ADAMTS-2 is a key extracellular matrix (ECM) remodeling enzyme increasingly implicated in osteosarcoma biology. Although ADAMTS-2 is known to participate in collagen processing and ECM turnover, the upstream inflammatory cues and transcriptional mechanisms regulating its expression in osteosarcoma remain unclear. Tumor necrosis factor-α (TNF-α), a dominant pro-inflammatory cytokine within the osteosarcoma microenvironment, represents a strong candidate regulator due to its ability to activate several pathways.
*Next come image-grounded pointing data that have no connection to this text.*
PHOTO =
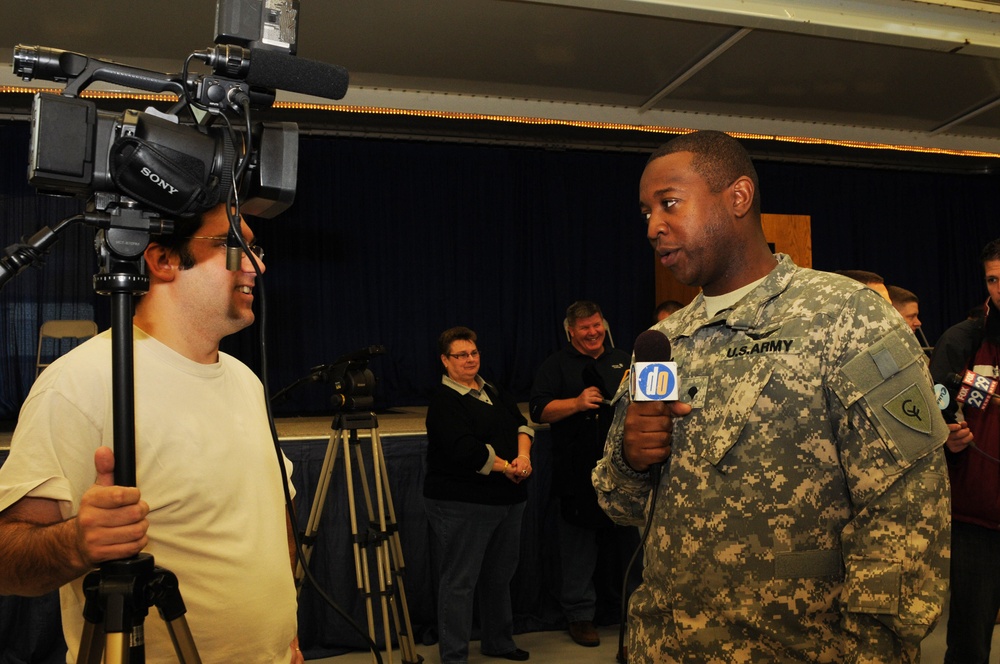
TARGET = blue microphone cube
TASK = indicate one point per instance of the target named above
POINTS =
(654, 381)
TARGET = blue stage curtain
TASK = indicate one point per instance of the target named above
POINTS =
(391, 242)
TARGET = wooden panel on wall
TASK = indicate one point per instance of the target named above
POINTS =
(789, 234)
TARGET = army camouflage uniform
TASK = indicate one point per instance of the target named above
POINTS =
(804, 512)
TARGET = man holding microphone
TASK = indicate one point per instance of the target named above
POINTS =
(801, 511)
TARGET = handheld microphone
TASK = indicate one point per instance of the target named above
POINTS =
(653, 377)
(593, 378)
(278, 71)
(974, 389)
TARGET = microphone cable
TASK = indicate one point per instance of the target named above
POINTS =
(657, 470)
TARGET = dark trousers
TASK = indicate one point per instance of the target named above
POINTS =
(975, 593)
(478, 544)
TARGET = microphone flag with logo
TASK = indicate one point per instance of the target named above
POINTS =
(974, 389)
(653, 377)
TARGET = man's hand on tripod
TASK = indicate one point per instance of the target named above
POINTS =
(111, 523)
This study aimed to elucidate the TNF-α–ADAMTS-2 regulatory axis at mechanistic levels.

Methods and results

Gene expression profiling revealed that ADAMTS-2 is significantly upregulated in osteosarcoma tissues compared with normal bone and is associated with ECM disassembly and collagen fibril organization pathways. Functional assays in Saos-2 cells demonstrated that TNF-α stimulation markedly increased ADAMTS-2 mRNA (~ 17-fold) and protein levels (~ twofold). Promoter activity assays showed strong TNF-α–mediated activation, with the highest induction in the − 180/ + 112 region. Pharmacological inhibition experiments revealed that MEK, PI3K, JNK, and NF-κB pathways are all required for TNF-α-induced ADAMTS-2 transcription. In silico motif analysis identified STAT3 and NF-κB binding elements within the promoter, and electrophoretic mobility shift assays supported the interaction of these transcription factors with specific promoter regions.

Conclusions

This study provides the first mechanistic evidence that TNF-α regulates ADAMTS-2 expression through the coordinated activation of multiple signaling pathways and the engagement of STAT3 and NF-κB transcription factors at the promoter. These findings uncover a previously uncharacterized inflammatory regulatory axis linking TNF-α signaling to ECM remodeling and highlight ADAMTS-2 as a potential mediator of osteosarcoma progression.